Later that year, on Novermber 13th 2013, Oxford Dictionaries annoucned Selfie as their International Word of the Year.
True, selfies are nothing new. I remember taking them with a pink Le Clic disc camera and getting the film developed at the local chemists only to discover that what I’d photographed was in fact a reflection of the flash in the mirror, or a dodgy shot of the ceiling fixture, complete with dangling camera wrist strap. We had a long way to go before filters, clever camera angles (double chin, begone!) and standing sideways and breathing in.

This is what we had instead of Instagram

Selfies are now a regular part of our social landscape. In fact, more photos are taken per second today than in the whole of the 18th century. I’m sure I read that somewhere.
So of course, it was only a matter of time before the phenomena reached the pole dancing world.

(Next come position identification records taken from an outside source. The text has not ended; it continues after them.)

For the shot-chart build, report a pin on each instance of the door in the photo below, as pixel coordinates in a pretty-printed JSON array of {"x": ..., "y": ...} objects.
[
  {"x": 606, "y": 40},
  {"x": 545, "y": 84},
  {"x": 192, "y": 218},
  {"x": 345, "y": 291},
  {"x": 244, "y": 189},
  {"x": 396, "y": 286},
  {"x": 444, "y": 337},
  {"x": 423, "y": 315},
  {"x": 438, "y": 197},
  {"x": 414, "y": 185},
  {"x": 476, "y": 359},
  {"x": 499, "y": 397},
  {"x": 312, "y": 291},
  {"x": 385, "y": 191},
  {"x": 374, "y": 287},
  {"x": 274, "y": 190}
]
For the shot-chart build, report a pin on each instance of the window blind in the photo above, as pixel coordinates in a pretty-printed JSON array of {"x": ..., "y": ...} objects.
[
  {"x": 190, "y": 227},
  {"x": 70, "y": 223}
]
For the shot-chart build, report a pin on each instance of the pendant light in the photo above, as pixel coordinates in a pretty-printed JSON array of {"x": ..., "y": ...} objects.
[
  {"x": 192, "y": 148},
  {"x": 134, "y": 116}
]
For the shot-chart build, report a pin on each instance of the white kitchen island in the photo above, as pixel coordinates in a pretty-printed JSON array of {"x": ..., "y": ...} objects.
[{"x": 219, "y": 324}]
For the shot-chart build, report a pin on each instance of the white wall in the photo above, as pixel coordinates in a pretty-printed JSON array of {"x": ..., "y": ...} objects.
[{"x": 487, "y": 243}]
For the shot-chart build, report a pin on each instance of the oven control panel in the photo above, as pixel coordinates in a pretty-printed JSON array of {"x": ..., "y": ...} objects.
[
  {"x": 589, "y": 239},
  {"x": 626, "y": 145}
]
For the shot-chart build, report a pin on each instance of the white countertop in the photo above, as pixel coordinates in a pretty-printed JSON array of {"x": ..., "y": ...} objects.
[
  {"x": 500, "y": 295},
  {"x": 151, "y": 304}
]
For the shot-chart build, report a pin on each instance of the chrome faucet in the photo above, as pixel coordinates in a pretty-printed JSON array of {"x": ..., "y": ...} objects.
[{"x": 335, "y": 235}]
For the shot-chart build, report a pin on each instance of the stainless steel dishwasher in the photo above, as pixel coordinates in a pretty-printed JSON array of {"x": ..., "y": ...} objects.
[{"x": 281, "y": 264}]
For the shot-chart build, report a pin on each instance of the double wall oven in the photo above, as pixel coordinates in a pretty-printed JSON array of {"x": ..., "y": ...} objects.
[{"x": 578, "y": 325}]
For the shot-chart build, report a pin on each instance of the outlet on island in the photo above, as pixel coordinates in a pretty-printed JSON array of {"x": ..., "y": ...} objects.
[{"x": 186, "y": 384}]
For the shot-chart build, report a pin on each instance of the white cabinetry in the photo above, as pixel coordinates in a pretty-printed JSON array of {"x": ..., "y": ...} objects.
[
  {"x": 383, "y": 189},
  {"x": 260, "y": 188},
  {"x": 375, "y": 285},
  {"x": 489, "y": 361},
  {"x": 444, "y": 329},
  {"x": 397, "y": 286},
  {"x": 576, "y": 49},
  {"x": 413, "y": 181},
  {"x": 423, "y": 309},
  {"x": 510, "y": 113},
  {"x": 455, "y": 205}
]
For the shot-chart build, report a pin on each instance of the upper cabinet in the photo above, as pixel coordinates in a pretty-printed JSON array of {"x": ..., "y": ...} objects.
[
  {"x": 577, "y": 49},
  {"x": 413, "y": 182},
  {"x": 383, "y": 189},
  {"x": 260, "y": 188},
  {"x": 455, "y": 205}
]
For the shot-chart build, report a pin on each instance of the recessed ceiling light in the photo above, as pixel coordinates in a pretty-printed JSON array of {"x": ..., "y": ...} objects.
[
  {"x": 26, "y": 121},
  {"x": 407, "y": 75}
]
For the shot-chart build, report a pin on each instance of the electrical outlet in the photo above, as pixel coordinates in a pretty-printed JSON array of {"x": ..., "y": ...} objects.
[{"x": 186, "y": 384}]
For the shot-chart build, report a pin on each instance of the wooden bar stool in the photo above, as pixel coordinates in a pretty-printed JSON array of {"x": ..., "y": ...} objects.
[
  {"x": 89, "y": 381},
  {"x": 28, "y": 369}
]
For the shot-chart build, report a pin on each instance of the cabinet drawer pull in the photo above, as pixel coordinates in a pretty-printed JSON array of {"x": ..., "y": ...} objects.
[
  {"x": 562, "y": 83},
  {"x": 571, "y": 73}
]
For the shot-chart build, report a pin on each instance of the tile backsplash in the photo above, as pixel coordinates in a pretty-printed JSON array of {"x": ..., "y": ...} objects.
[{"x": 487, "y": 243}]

Pole selfies –  “Pelfies” , or “Polfies” as Annemarie Davies and Nadia Sharif christened them – have taken over as the most recent “move of the moment” – and is something everyone can be part of – no matter where you are on your pole journey, be it absolute beginner or elite professional, the object of the polfie is not to shoot your best move or showcase your unique skills, but to capture the sense of fun, the spontaneity and the unique appeal of this, our topsy turvy pole world.

Annemarie Davies’ polfie

But before you embark on your quest for the perfect polfie, let me share with you my pole selfie experiences.

Firstly, consider the practicalities. You need both hands to hold a lot of moves. Even the one handed moves will usually require both hands to get into them. Anyone who has trained with Deb Roach will know how different it is to work the pole with one arm. Tucking a phone into your waistband or bra is not a reliable form of transit. Tip: Have a helpful and tolerant friend to hand you your camera. Just trust me on this. If in doubt, go for floorwork polfies.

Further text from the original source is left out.